Hovering ten kilometers up in the slight gravity, the large but fragile ship floated into position only a short distance off to one side of the hole in the ground that had replaced the center of the base. Some outlying buildings, and a lot of the Aardvark pads, had survived, but everything that had made Grissom base itself was gone. The central park, the Quarter, the Marine and Aerospace barracks, the family housing units and recreation spaces: annihilated. The heavy weapons emplacements in a ring around the base were twisted and melted, though their control centers beneath might have survived.
“Find a place to set us down, helm. Make sure it’s firm. That heat and shock might have destabilized the ground.”
“Aye aye, sir. I’ll be ready to lift us if we settle too much.”
“Perhaps the Aardvark pads would make for a firmer landing...at your discretion.” Huen knew he was micromanaging, but his confidence in his helmsman had been rattled, and he found it difficult not to.
“Aye aye, sir.”
Almost half an hour of careful hunting went by before they settled slowly onto Callisto near the most intact piece of the base. Guns had enjoyed a small workout as scattered enemies popped out from behind cover or dug themselves out of holes and fired at Artemis. While her lasers were small for a warship, they still outranged and overpowered the hand weapons or even the beetle turrets of the handful of survivors, and so quickly fried every one of them.
“Stay vigilant, Guns. We can’t be sure there aren’t more of them.” Huen sat back in the Chair and thought. “Get our Marines out there for a recon in force. I want every one of those things dead. And get me the XO.”
“Auxiliary control here,” the executive officer answered over the comm a moment later.

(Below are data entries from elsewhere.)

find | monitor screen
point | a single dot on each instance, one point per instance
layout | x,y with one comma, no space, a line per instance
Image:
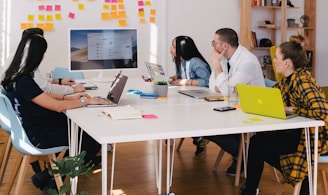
102,49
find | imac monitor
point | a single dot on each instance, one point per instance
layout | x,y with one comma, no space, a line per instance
102,49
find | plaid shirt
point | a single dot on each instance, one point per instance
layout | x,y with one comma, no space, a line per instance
301,91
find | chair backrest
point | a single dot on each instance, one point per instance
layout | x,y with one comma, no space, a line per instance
18,135
273,55
4,115
60,72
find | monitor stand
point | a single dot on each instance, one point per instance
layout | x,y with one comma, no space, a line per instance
100,78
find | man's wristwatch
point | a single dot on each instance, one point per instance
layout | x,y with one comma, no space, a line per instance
82,99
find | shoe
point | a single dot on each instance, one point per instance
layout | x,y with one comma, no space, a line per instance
200,147
244,191
231,171
41,179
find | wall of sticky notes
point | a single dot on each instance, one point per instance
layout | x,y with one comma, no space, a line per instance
157,22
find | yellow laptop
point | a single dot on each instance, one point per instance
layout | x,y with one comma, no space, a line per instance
262,101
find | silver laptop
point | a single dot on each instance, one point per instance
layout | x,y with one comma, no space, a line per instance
198,93
156,72
115,91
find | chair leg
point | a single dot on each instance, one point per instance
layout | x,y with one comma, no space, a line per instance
58,178
180,144
5,158
218,160
16,167
274,170
324,181
297,188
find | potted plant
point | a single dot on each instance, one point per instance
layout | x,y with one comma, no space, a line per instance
161,88
71,167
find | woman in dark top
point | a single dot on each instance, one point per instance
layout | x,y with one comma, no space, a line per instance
41,113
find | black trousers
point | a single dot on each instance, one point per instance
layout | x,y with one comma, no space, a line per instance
267,147
229,143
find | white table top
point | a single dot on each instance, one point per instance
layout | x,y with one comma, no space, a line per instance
179,116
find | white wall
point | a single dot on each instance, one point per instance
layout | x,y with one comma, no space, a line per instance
198,19
322,42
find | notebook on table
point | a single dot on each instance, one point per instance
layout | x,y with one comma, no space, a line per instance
264,101
156,72
115,91
198,93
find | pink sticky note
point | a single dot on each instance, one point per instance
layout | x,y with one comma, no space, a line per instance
49,8
57,7
41,7
149,116
71,15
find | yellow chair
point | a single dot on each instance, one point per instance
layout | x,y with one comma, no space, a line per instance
273,55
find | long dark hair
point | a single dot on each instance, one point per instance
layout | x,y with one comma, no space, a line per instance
186,49
27,59
294,50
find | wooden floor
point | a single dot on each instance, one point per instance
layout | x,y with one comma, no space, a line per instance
135,173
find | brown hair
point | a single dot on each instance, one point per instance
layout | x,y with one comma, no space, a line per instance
294,50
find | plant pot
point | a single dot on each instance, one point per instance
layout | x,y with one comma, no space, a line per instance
161,90
290,22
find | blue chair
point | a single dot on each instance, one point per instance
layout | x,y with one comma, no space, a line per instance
23,145
60,72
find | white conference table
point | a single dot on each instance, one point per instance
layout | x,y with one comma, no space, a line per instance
178,117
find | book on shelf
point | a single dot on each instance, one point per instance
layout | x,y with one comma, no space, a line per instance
122,112
253,40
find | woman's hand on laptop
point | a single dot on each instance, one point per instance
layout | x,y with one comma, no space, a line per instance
290,109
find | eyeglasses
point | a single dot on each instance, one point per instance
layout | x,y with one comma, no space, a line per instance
214,43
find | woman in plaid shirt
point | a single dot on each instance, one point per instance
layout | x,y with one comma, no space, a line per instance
285,150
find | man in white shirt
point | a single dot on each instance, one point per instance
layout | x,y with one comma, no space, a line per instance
57,86
244,68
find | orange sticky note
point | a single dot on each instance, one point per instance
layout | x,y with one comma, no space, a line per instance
58,16
41,17
153,12
122,23
152,19
105,16
49,26
30,17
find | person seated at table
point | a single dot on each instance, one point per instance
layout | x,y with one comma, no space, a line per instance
231,64
42,113
191,69
286,150
58,86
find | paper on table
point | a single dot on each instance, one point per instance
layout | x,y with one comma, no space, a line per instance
125,112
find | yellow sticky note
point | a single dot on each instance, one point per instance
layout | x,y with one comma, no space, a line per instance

“Ms. Rikard, stand down auxcon and get a team together to plan and execute actions to restore as much function to whatever’s left of this base you can, and start figuring out how we’ll safely open up those bunkers. Artemis will have to do some heavy lifting again, and they’ll be depending on us.”
“Aye aye, sir.”
“Now Sensors,” Huen went on, “see what you can get us off the EarthFleet net and check the battle status. And Schaeffer, now that we’re down, go to my quarters and brew the bridge some tea and some coffee. I suspect we are in for a long day.”
Schaeffer pressed his lips together. “What about Shan, sir?”
Huen held his steward’s eyes for a moment. “We will mourn our dead later. For now, do your duty.”